Brazilian President Luiz Inacio Lula da Silva was yesterday scheduled to host fellow South American leaders for a “retreat” aimed at strengthening ties in a region where left-wing governments are newly back in style.
Eleven of the continent’s 12 heads of state are due to attend the summit in Brasilia — the first of its kind in nearly a decade — with only Peruvian President Dina Boluarte expected to miss it.
Veteran leftist Da Silva started things on Monday by meeting Venezuelan President Nicolas Maduro and hailing the “historic” restoration of a relationship that was severed under his predecessor, far-right former Brazilian president Jair Bolsonaro.
Photo: EPA-EFE
Brazil had cut diplomatic ties with Maduro’s government under Bolsonaro, who labeled the socialist leader a “dictator.”
“This is the start of Maduro’s return, and [yesterday’s] meeting will be the return of South American integration,” Da Silva told a news conference, after greeting his Venezuelan counterpart at the presidential palace with a hug and a back-slap.
Da Silva, who led Brazil from 2003 to 2010, is a self-declared fan of international cooperation and “regional integration,” which featured prominently in his first presidency, and is keen to reboot stalled South American ties.

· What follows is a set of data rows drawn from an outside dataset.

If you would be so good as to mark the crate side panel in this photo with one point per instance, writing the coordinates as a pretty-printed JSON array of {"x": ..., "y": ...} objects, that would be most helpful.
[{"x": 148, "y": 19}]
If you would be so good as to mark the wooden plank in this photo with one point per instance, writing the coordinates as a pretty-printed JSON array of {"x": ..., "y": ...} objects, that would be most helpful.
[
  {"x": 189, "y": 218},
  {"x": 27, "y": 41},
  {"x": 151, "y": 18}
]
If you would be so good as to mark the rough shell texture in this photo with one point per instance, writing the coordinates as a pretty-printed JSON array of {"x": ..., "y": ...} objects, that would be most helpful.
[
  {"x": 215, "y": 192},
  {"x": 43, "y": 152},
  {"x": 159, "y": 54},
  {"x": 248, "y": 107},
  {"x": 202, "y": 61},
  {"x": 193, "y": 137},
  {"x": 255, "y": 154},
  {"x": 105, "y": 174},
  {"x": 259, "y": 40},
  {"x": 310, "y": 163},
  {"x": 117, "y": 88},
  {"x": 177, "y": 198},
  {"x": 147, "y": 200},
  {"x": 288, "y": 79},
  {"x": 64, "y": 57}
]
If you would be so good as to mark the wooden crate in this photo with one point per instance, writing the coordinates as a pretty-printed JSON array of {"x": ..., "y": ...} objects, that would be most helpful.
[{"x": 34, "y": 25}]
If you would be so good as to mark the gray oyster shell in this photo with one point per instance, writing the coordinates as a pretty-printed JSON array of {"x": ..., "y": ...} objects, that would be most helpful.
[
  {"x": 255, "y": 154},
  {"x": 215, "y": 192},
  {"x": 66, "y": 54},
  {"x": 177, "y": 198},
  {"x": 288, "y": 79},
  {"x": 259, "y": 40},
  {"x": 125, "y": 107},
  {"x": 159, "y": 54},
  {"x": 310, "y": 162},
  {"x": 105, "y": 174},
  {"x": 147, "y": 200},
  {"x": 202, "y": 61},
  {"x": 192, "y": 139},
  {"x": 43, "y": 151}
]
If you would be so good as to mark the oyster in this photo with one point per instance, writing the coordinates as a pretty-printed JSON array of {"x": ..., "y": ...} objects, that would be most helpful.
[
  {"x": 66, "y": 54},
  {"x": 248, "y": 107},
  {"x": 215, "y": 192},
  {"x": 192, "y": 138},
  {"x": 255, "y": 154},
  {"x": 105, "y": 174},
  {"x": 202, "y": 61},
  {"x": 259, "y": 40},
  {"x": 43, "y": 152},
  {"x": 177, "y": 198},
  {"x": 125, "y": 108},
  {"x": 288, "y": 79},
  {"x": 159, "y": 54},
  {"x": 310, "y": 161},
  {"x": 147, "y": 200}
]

This is the first summit of regional leaders since 2014 in Quito, Ecuador, at a gathering of the Union of South American Nations, a continental bloc launched in 2008 by Da Silva and late Venezuelan president Hugo Chavez.
That was the moment of Latin America’s so-called “pink tide,” when a wave of left-wing governments led the region.
Now, some political analysts are talking of a “new pink tide” in South America, with the recent election of Da Silva, Chilean President Gabriel Boric and Colombian President Gustavo Petro.
Da Silva wants to get the region cooperating again.
His government has touted projects such as a “Bi-Oceanic Corridor,” a transportation artery to enable countries to ship goods from one side of the continent to the other overland instead of by sea.
The summit would be a small, “more relaxed” gathering, with only the leaders, their foreign ministers and select advisers in the room, a Brazilian diplomatic source said.
“Groundbreaking visions” for South America’s future are unlikely to emerge from the summit, political scientist Oliver Stuenkel said.
However, “the meeting itself is good news,” he wrote in Americas Quarterly.
“Even a basic dialogue between heads of state is genuine progress after Brazil largely retreated from its neighborhood during the Bolsonaro years,” he said.
Since Da Silva defeated Bolsonaro in a divisive election to return to office in January, he has been overhauling Brazil’s foreign policy, vowing to seek friendly relations across the board and cultivating closer ties with partners as disparate as China and the US.
However, he has drawn attacks from opponents for being overly cozy with Russia, China and Latin American leftists such as Maduro and Nicaraguan President Daniel Ortega, who are accused of human rights violations.